Y vaya que había intentado ser “normal”. ¡Dios sabe cuánto lo había intentado! Había intentado fingir ser quien no era, había intentado interpretar a ese personaje que toda la sociedad había esperado siempre que interpretara y que desde niño había tratado de evitar con todas mis fuerzas.
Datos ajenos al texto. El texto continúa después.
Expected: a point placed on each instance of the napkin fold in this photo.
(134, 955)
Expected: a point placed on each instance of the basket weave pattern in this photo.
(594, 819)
A pesar de mis ideas de “hacer el amor y no la guerra”, me había rendido a “servir a la patria” regalando un año de mi vida al servicio militar, tal como en aquel entonces era obligatorio para todo ciudadano italiano; a pesar de no creer en el matrimonio y de odiar la religión, para hacer feliz a la familia de mis suegros me casé y, para colmo, ¡por la Iglesia!… pero, sobre todo, ¡había aceptado entrar a trabajar en el banco!, coronando así el sueño de mi padre y de mi madre, quienes con un suspiro de alivio se liberaron del creciente terror de no lograr que su hijo se sometiera al yugo de la “normalidad”.
Durante los primeros días de trabajo lo intenté. ¡Dios sabe que lo intenté! Hasta tenía un aspecto decente. Y aunque sentía que llevaba encima un cilicio, usaba traje y corbata como todo un empleado modelo; daba los buenos días y las buenas tardes como monito cilindrero; hablaba sin decir groserías, mordiéndome continuamente la lengua, y les hablaba de usted a todos, aunque me pareciera estar en medio de un juego de sociedad en que los niños fingen ser adultos; mi cabello, todavía traumatizado por la brutalidad del corte de la aeronáutica militar, se había adaptado al anonimato, renunciando al esplendor de los años de viaje de aventón, cuando, ondeando largos y rojizos en medio de las calles de la aventura, me habían conferido el estatus de hippie o, mejor dicho, de “hijo de las flores”, y me habían regalado tal sensación de libertad al punto de darme incluso la ilusión de ser feliz.
Decidí escribir estas memorias porque eres muy pequeña como para que te las pueda contar ahora, y no quiero correr el riesgo de no tener el tiempo de hacerlo cuando tengas la edad para escucharlas. La historia de tu abuelo, o sea yo, no es la historia de un hombre famoso, no es para nada una historia ejemplar y mucho menos contiene gestas tan heroicas como para hacerse merecedora del título de “épica”. No obstante, probablemente valga la pena contarla, porque es la historia de una inconsciente y desesperada búsqueda de la verdad; una búsqueda sin brújula ni mapa del tesoro; una búsqueda que pasa a través de los errores, los excesos, las confusiones y los desconciertos de quien arriesga la propia vida tratando de salvarse a sí mismo: salvarse del destino familiar, de las ideas comunes, de aquello que se da por sentado, de las costumbres, de las tradiciones impuestas, de los proyectos de los demás y del uso que la sociedad quiere hacer de cada uno de sus integrantes.